Plato dug deep into the human psyche and held a mirror up to what he found, expressing it through myth and allegory as well as through the psychologically-dense discussions between Socrates and his friends, pupils and enemies. His insights there are unspeakably profound. I can now easily understand why the Greek Fathers, unlike the ill-fated Tertullian, were so unwilling to dispense with Plato completely. It would be fairly simple to draw those lines. Plato’s view of sin undoubtedly coincided somewhat with the early Christian view: as a malady rather than as a debt. He was therefore willing to speak of treatments and cures, of medicines and gymnastic regimens.
But the consolations of pure philosophy are, even if not entirely unsatisfying and unneeded, still quite cold.
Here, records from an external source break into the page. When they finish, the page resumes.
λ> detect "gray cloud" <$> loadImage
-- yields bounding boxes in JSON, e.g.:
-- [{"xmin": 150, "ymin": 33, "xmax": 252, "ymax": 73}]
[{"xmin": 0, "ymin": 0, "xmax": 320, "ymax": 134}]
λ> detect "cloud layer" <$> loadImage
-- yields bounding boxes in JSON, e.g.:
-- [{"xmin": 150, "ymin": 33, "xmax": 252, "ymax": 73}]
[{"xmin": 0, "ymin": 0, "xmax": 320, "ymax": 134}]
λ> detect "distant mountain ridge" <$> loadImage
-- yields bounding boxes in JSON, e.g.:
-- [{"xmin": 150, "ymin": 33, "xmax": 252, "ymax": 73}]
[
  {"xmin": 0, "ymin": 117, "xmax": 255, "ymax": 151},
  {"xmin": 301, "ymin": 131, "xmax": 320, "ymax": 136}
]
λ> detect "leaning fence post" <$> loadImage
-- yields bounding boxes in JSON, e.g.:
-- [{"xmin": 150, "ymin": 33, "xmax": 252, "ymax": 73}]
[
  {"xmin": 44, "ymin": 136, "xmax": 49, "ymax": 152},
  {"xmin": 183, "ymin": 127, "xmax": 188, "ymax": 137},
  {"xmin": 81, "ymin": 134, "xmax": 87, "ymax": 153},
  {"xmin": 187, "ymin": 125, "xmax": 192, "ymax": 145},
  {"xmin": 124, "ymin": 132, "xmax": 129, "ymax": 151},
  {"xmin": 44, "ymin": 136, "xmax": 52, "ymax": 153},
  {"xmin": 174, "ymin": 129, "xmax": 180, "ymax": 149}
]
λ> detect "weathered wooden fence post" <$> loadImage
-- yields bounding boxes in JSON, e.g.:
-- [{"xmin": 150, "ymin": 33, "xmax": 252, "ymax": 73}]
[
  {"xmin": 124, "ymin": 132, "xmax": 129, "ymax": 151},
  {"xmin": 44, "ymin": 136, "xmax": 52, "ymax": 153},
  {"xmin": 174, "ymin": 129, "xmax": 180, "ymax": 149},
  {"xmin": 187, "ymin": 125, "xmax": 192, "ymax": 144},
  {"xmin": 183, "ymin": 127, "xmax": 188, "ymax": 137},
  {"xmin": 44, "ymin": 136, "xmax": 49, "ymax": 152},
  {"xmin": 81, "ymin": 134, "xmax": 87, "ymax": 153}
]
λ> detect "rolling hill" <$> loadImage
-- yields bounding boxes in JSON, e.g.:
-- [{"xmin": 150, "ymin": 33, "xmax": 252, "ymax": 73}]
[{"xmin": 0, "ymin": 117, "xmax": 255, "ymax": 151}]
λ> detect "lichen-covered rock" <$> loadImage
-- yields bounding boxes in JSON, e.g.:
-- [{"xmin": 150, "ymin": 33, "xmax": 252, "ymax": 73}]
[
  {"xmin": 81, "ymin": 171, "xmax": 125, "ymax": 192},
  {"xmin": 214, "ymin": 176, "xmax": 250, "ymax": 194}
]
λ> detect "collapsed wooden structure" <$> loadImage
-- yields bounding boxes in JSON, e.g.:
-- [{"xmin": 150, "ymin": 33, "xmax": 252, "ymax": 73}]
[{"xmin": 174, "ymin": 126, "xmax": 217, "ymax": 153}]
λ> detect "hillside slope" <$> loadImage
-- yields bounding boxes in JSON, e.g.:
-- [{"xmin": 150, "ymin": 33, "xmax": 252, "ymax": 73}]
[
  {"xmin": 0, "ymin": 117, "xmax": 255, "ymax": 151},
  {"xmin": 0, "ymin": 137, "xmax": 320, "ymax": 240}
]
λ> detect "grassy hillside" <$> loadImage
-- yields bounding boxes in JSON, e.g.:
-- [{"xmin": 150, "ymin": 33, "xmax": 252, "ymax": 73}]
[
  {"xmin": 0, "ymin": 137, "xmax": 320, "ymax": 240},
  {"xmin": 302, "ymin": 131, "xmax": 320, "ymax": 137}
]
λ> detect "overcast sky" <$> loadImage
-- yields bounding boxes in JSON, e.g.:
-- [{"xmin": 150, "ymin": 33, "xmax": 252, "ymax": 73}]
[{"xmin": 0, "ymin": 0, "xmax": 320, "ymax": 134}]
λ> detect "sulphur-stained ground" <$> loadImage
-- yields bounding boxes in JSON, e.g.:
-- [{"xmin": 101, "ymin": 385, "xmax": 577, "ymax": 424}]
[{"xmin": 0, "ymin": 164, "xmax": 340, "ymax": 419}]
Even though Plato has some strong personalist tendencies himself, understanding the needed role of each part of the soul in the function and well-being of the whole – his form of the Good in the pure Platonic philosophy is something impersonal. Even though it is eternal and true and beautiful, it is still abstracted past the forms of the Platonic solids and geometric shapes. The Greek Fathers, on the other hand, had Our Lord: the true, the beautiful, the complete and absolute form of the Good embodied completely in human flesh. The presence and reality of an immediate, immanently personal Truth, immortal and yet fully human, allowed them to be even more personalistic than Plato or Aristotle without sacrificing the Socratic method, the Platonic dialectic or the Platonic treatments of the soul.
Forgive these meanderings, gentle readers. It’s been a lot to process, and I feel I may need a few more re-reads. This year of reading Plato has certainly had a profound impact on the way that I think, but it’s hard to gauge at present the full extent of that impact. Other than that, dear readers: tolle, lege! There is some truly deep commentary on the human condition here, and it is not an accident that Plato’s philosophy is considered a cornerstone of Western thought, however fall we may have fallen from his political-philosophical thinking.